Le premier colloque visant à unifier deux regroupements stratégiques de recherche du Québec, soit le CRMAA (Centre de recherche sur les matériaux auto-assemblés) et le CQMF (Centre québécois sur les matériaux fonctionnels), s’est tenu les 3 et 4 mai 2016 à l’École de technologie supérieure (ÉTS) de Montréal. Lors de ce colloque, des chercheurs des regroupements stratégiques CRMAA et CQMF ont présenté les perspectives des axes de recherche suivants :

  1. Structures supramoléculaires et auto-assemblées
  2. Polymères
  3. Biointerfaces
  4. Nanoscience et nanotechnologies
  5. Énergie
  6. Biomédical
  7. Environnement et développement durable
  8. Matériaux intelligents

intelligentsCet article présente les perspectives de l’axe de recherche « Matériaux intelligents » présenté par le professeur Fiorenzo Vetrone du Centre Énergie, Matériaux et Télécommunications (EMT) de l’Institut National de la Recherche Scientifique (INRS) de l’Université du Québec.

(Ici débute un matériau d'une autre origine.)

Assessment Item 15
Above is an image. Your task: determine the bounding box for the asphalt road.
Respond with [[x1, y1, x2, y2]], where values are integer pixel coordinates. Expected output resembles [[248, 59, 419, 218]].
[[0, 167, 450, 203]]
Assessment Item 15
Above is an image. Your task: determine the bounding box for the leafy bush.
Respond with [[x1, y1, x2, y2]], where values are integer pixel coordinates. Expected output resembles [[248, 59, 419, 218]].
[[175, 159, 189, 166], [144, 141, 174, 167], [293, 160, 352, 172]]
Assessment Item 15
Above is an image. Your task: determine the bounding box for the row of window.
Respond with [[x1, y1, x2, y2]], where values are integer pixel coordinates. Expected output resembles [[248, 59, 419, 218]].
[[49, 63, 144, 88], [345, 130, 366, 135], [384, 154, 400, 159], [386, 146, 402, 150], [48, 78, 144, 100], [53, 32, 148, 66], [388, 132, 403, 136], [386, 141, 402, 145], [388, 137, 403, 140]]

Les matériaux intelligents

Un matériau intelligent (ou smart material en anglais) est un matériau possédant une ou plusieurs propriétés qui peuvent être considérablement modifiées de manière contrôlée par des stimuli externes tels que des contraintes mécaniques, la température, l’humidité, le pH, la lumière, les champs électriques ou magnétiques, etc. [1]. C’est la raison pour laquelle les matériaux intelligents sont aussi appelés matériaux sensibles aux stimuli.

Il est possible de retrouver des matériaux intelligents dans plusieurs champs d’application (biologie et nanomédecine, capteurs, aérospatial, robotique, automobile, énergie, environnement, électronique, etc.). Ces champs d’application sont interreliés puisqu’ils partagent tous plusieurs points en commun : cette liste n’est donc pas exhaustive.

Exemples d’applications

Polymères sensibles aux stimuli

Sous l’application d’un stimulus (mécanique, thermique, composition chimique, lumière, etc.), le polymère subit un changement d’origine chimique menant à une variation de ses propriétés physiques [2].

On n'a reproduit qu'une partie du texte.